The article then went on to outline a possible use for oral history in the transitional justice process in Northern Ireland. It proposed that two schools in the same town, from different cultural backgrounds, might co-operate together on a project to investigate Life During the Troubles. Pupils would first develop oral history data collecting skills then engage in interviewing those who had lived during the violence, thus gaining insight into ordinary people’s experiences. No special effort would be made to locate combatants or victims, but they would be interviewed as and when they were encountered. Schools would then share their material and, as trust developed, there might be the opportunity for students to interview those from the other community. Focus would be placed on critical enquiry and in helping them to bring together and evaluate complex and, sometimes, divergent accounts of the past. The expectation was that the authenticity of what they hear, and the commonality of experiences might promote sensitivity and mutual empathy. The culmination of the work would be some form of public presentation in a “shared space”, accessible to both communities which was both reflective and critical. The schools might then continue to work together to accumulate accounts which could become a resource for wider community understanding.

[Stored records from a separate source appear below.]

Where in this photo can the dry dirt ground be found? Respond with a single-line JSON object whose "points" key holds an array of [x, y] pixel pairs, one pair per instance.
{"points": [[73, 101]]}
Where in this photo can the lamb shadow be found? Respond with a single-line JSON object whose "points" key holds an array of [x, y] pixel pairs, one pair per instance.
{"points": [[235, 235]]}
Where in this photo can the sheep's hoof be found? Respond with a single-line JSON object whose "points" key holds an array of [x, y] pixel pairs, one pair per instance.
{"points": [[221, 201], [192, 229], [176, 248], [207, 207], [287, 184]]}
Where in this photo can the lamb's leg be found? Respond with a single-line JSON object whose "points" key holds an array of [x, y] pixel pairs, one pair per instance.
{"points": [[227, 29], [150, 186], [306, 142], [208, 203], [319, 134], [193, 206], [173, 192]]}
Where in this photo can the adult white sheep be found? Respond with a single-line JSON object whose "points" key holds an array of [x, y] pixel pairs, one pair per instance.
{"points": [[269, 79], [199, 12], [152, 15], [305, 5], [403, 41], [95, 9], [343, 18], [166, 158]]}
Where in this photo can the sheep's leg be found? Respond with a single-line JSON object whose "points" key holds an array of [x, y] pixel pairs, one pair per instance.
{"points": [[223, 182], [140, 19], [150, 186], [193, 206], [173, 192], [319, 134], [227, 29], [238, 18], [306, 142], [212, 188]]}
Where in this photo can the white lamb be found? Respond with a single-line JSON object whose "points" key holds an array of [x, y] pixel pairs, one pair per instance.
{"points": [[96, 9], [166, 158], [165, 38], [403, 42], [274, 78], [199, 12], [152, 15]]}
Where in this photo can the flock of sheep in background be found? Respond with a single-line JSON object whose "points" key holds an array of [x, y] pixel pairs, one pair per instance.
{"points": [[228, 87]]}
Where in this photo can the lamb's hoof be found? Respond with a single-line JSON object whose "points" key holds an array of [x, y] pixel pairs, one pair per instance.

Subsequently, the other three authors have experimented with a similarly constructed initiative, albeit with more limited objectives, as one small component of a larger project, Facing our History, Shaping the Future. The following account is based on a synthesis of inputs from the project director and two participating teachers. The teachers were working with students aged 14 to 15, in two schools selected on academic ability one identified largely with the Protestant community and the other from a Catholic ethos.